Biotechnology Innovation Organization
- Nickname: BIO
- Founded: 1993
- Purpose: Lobbying
- Headquarters: Washington, D.C.
- Key people: John Crowley (CEO)
- Website: https://www.bio.org/
- Formerly called: Biotechnology Industry Organization

= Biotechnology Innovation Organization =

Biotechnology advocacy association

The Biotechnology Innovation Organization (BIO) is the largest advocacy association in the world representing the biotechnology industry.
It was founded in 1993 as the Biotechnology Industry Organization from a merger of the Industrial Biotechnology Association (IBA) and the Association of Biotechnology Companies (ABC), and changed its name to the Biotechnology Innovation Organization on January 4, 2016. Biotechnology Innovation Organization serves more than 1,100 biotechnology firms, research schools, state biotechnology centers and related associations in the United States and in more than 30 other countries.

==Activities==
===Annual conference===
BIO holds its annual international conference each year in the United States. This conference provides networking, business development and partnering activities that are essential to the biotechnology industry, in which developing products take considerable time and resources and regulatory risks are high. In 2021, BIO shifted its in-person meetings to virtual, due to restrictions and difficulties arising from the COVID-19 pandemic.

===Lobbying===
In 2018, BIO spent $9.87 million on lobbying the government of the United States. Past issues that BIO has lobbied on included the amending the Internal Revenue Code to provide an exception from the passive loss rules for investments in high-technology research small business pass-through entities, to include vaccines against seasonal influenza within the definition of taxable vaccines, and to extend, expand, and improve the qualifying therapeutic discovery project program that first became law in 2010.

Examples of its public lobbying efforts, include support for development of biofuels such as those produced from algae, genetically modified crops, strong intellectual property rights, and for a more efficient and predictable regulatory process for new food and drug products.

===Alliances===
In June 2013 BIO partnered with the Coalition of Small Business Innovators to lobby the U.S. government to modernize the U.S. tax code "to recognize and promote small business innovation as fundamental to the long-term growth of the U.S. economy".

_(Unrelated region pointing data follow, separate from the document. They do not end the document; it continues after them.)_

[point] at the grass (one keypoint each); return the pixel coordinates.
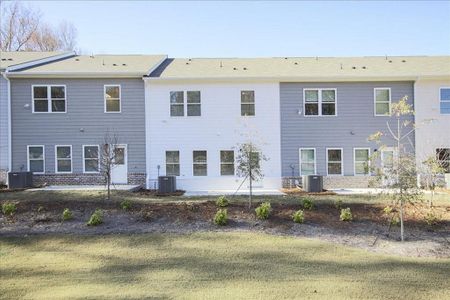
(210, 265)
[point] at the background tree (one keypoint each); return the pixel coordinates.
(248, 162)
(108, 158)
(23, 29)
(400, 177)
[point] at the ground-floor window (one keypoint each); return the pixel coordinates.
(63, 159)
(36, 159)
(443, 157)
(361, 161)
(91, 159)
(334, 161)
(307, 157)
(173, 163)
(226, 162)
(200, 164)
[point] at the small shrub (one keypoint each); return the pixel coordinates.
(9, 208)
(298, 216)
(263, 211)
(96, 218)
(67, 215)
(221, 217)
(126, 204)
(307, 203)
(222, 201)
(346, 214)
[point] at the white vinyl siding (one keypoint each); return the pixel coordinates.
(382, 101)
(63, 159)
(307, 161)
(36, 159)
(48, 98)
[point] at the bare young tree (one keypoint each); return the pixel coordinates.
(108, 158)
(23, 29)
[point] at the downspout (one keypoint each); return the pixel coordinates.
(9, 125)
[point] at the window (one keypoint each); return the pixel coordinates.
(112, 99)
(382, 101)
(226, 162)
(36, 159)
(319, 102)
(193, 103)
(334, 161)
(361, 161)
(91, 159)
(200, 163)
(247, 103)
(173, 163)
(63, 159)
(444, 96)
(443, 157)
(307, 161)
(176, 104)
(49, 98)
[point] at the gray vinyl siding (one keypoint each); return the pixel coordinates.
(85, 122)
(354, 122)
(3, 123)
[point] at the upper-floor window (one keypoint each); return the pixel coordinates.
(444, 97)
(49, 98)
(177, 105)
(63, 159)
(382, 100)
(112, 99)
(319, 102)
(247, 103)
(173, 163)
(36, 159)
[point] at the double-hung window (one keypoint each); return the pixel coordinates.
(361, 161)
(247, 103)
(334, 161)
(112, 99)
(444, 99)
(173, 163)
(382, 99)
(91, 155)
(200, 164)
(226, 162)
(307, 157)
(319, 102)
(36, 159)
(49, 98)
(63, 159)
(443, 157)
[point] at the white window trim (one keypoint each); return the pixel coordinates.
(49, 99)
(375, 102)
(320, 102)
(104, 98)
(440, 100)
(84, 164)
(342, 161)
(253, 103)
(354, 161)
(28, 158)
(234, 164)
(300, 160)
(165, 161)
(56, 159)
(194, 163)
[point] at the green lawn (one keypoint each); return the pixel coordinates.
(216, 265)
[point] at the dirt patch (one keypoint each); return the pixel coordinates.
(369, 230)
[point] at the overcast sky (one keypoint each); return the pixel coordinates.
(246, 29)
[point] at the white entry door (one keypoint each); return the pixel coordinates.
(119, 172)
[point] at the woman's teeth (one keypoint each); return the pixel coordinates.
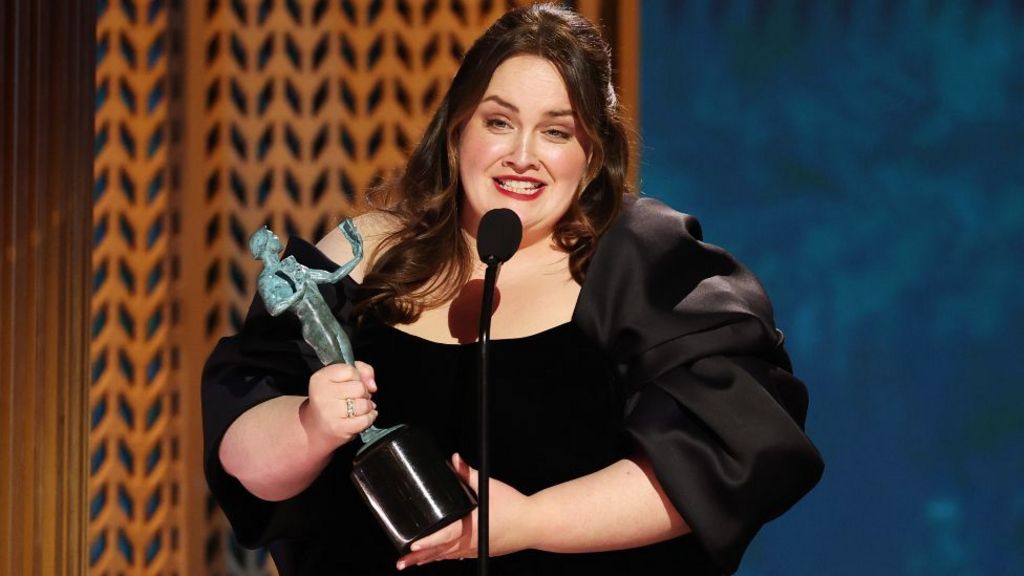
(519, 187)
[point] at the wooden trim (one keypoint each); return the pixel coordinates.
(46, 95)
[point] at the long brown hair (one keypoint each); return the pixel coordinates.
(427, 259)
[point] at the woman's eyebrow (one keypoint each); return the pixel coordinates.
(505, 104)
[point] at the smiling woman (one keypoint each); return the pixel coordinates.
(520, 149)
(644, 418)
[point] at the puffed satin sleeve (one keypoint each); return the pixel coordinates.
(266, 359)
(711, 399)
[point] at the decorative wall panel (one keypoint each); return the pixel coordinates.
(134, 465)
(214, 118)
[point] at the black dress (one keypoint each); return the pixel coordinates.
(672, 352)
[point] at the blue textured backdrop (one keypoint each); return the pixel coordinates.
(866, 159)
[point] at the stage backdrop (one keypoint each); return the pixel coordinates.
(213, 118)
(866, 159)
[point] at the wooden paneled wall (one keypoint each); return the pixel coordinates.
(212, 118)
(46, 90)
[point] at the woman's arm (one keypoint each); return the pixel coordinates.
(620, 506)
(278, 448)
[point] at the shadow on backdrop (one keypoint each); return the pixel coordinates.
(866, 159)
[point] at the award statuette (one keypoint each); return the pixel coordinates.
(399, 472)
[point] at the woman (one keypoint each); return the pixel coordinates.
(644, 417)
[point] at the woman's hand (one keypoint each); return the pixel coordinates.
(339, 405)
(511, 526)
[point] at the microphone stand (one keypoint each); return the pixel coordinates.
(482, 490)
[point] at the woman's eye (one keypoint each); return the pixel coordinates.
(497, 123)
(559, 134)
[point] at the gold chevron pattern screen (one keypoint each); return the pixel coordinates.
(213, 118)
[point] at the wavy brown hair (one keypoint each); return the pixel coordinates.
(427, 259)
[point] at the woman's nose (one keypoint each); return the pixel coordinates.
(522, 157)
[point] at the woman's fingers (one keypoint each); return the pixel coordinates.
(367, 375)
(465, 471)
(442, 536)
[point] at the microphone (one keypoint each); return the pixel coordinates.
(498, 238)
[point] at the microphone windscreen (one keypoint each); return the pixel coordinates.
(499, 235)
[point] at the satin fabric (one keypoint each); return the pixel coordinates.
(713, 402)
(708, 392)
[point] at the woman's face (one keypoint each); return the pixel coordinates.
(522, 149)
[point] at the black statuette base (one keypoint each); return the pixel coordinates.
(410, 486)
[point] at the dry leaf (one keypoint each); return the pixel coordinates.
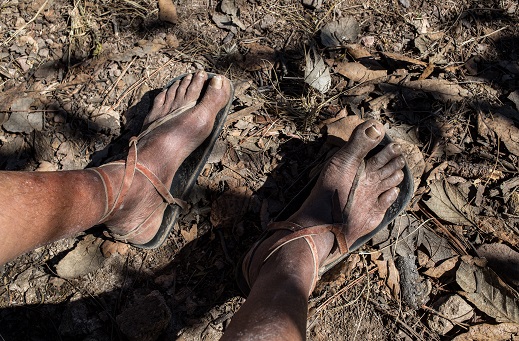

It is a member of The Alliance to Feed the Future, an umbrella network, the mission of which is to "raise awareness and improve understanding of the benefits & necessity of modern food production and technology in order to meet global demand".

=== Industry initiatives ===
The "Right Mix Matters" campaign launched in 2019 targets diversity within biopharmaceutical company leadership, including ongoing assessment of diversity measures (gender, race, ethnicity, sexual orientation) and the provision of online tools aimed at assisting companies to achieve target diversity goals.
==Organization==
===Members===
BIOs members include companies that make pharmaceutical drugs, biofuels, industrial enzymes, and genetically modified crops, as well as healthcare facilities that participate in clinical trials and biopharmaceutical research. As of 2016, it represents 1,100 biotech companies in all 50 U.S. states, which employ 1.61 million Americans and support an additional 3.4 million jobs.

===Leadership===
BIO was founded in 1993 in Washington, D.C., and Carl B. Feldbaum was the president from BIO's founding until he retired in 2004.
He was succeeded by James C. Greenwood who held the offices of president and CEO from 2005 to 2020.

The association has a 120-member board, consisting of a diverse mix of company executives based upon size, geography, and pharmaceutical focus. The board's executive committee consists of 21 members, purposefully designed to ensure a representative voice for the smaller companies among BIO's membership.

After Congressman Greenwood's 15 years of service, the BIO board announced scientist and former FDA regulator Michelle McMurry-Heath would become president and CEO as of 1 June 2020. McMurry-Heath was placed on leave sometime prior to October 6, 2022, reportedly as a result of disagreements with a small but influential group of board members who wanted the organization to use its clout to advance social issues not directly connected to its industry interests. Additionally, questions had been raised by some board members about her performance and management style. Heath resigned effective October 11, 2022, with GlycoMimetics co-founder and former CEO Rachel King tapped to serve as interim CEO of the organization. In 2023, John Crowley, Executive Chairman of Amicus Therapeutics, was announced as BIO's next CEO. Crowley has a background in rare diseases and is credited with working on a drug to save his children's and all individuals with Pompe disease's hearts. His work was the subject of the movie Extraordinary Measures which starred Brendan Fraser and Harrison Ford.

==Biotechnology Heritage Award==
The Biotechnology Heritage Award, presented annually at the BIO's Annual International Convention by the BIO and the Science History Institute (formerly the Chemical Heritage Foundation), recognizes individuals who have made significant contributions to the development of biotechnology through discovery, innovation, and public understanding.